In 2018, I wrote an article in The Atlantic warning that the U.S. was not prepared for a pandemic. That diagnosis remains unchanged; if anything, I was too optimistic. America was ranked as the world’s most prepared country in 2019—and, bafflingly, again in 2021—but accounts for 16 percent of global COVID deaths despite having just 4 percent of the global population. It spends more on medical care than any other wealthy country, but its hospitals were nonetheless overwhelmed. It helped create vaccines in record time, but is 67th in the world in full vaccinations. (This trend cannot solely be attributed to political division; even the most heavily vaccinated blue state—Rhode Island—still lags behind 21 nations.) America experienced the largest life-expectancy decline of any wealthy country in 2020 and, unlike its peers, continued declining in 2021. If it had fared as well as just the average peer nation, 1.1 million people who died last year—a third of all American deaths—would still be alive.
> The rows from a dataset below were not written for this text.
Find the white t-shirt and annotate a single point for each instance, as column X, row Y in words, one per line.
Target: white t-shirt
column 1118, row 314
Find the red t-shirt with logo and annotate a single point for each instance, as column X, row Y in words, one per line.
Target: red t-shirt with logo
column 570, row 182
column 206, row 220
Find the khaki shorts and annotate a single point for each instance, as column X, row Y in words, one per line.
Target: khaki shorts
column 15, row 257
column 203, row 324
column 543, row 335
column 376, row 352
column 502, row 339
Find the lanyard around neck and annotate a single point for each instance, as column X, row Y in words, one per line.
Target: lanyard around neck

America’s superlatively poor performance cannot solely be blamed on either the Trump or Biden administrations, although both have made egregious errors. Rather, the new coronavirus exploited the country’s many failing systems: its overstuffed prisons and understaffed nursing homes; its chronically underfunded public-health system; its reliance on convoluted supply chains and a just-in-time economy; its for-profit health-care system, whose workers were already burned out; its decades-long project of unweaving social safety nets; and its legacy of racism and segregation that had already left Black and Indigenous communities and other communities of color disproportionately burdened with health problems. Even in the pre-COVID years, the U.S. was still losing about 626,000 people more than expected for a nation of its size and resources. COVID simply toppled an edifice whose foundations were already rotten.
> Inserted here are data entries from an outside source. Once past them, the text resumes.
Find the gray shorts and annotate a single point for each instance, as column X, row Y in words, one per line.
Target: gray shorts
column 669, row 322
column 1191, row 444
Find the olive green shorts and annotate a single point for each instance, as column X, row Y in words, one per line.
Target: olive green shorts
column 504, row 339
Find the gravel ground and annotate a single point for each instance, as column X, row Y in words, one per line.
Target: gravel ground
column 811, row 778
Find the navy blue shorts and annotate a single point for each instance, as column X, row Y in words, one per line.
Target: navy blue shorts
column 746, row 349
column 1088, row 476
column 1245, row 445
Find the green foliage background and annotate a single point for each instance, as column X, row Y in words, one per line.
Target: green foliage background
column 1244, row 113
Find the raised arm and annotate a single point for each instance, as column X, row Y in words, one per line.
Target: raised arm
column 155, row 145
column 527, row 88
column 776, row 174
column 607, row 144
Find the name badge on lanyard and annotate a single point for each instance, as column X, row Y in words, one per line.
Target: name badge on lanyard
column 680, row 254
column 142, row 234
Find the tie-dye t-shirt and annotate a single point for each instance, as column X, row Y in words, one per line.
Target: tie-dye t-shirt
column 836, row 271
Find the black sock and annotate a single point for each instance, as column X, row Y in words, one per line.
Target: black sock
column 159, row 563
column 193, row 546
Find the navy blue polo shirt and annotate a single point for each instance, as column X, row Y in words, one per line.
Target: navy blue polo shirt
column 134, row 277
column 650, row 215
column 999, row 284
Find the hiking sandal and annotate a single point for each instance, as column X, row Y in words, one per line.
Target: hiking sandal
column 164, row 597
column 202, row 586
This, along with the Hurricane Ian experience reminded me that we’re not particularly forward-looking people anymore. I was happy to see Space Dart take out an astroid’s moon. However, it seems to me that were more likely to be taken down by our own hubris. Why do folks ignore climate change and still fall for developers’ promises of paradise on the beaches of Florida? We should be looking for the next big virus while learning lessons to plan for the next. We hurl from one emergency to the next without thinking about what in our system fails us? Even Democracy is failing us in significant ways. I no longer look to the Supreme Court to save us from ourselves. They now represent the worst of our political system.
Getting Donald Trump off the Public stage is vital but the preparations for the next big trouble start with revitalizing our democratic institutions and shoring them up. Also, getting the damn money out of politics would help too. Anyway, sorry to be Debbie Downer today. Maybe I’m just more somber today because the heat of summer has broken. Also, I had my first training class in community organizing yesterday. I’m sitting here relationship mapping who I’m going to nag into to voting. So, I started with my beloved community here. Drag your ass and everyone you know to the polls! I got granddaughters now!
This election is important. Please, get everyone you know to vote blue. A lot is at stake.
What’s on your blogging and reading list today?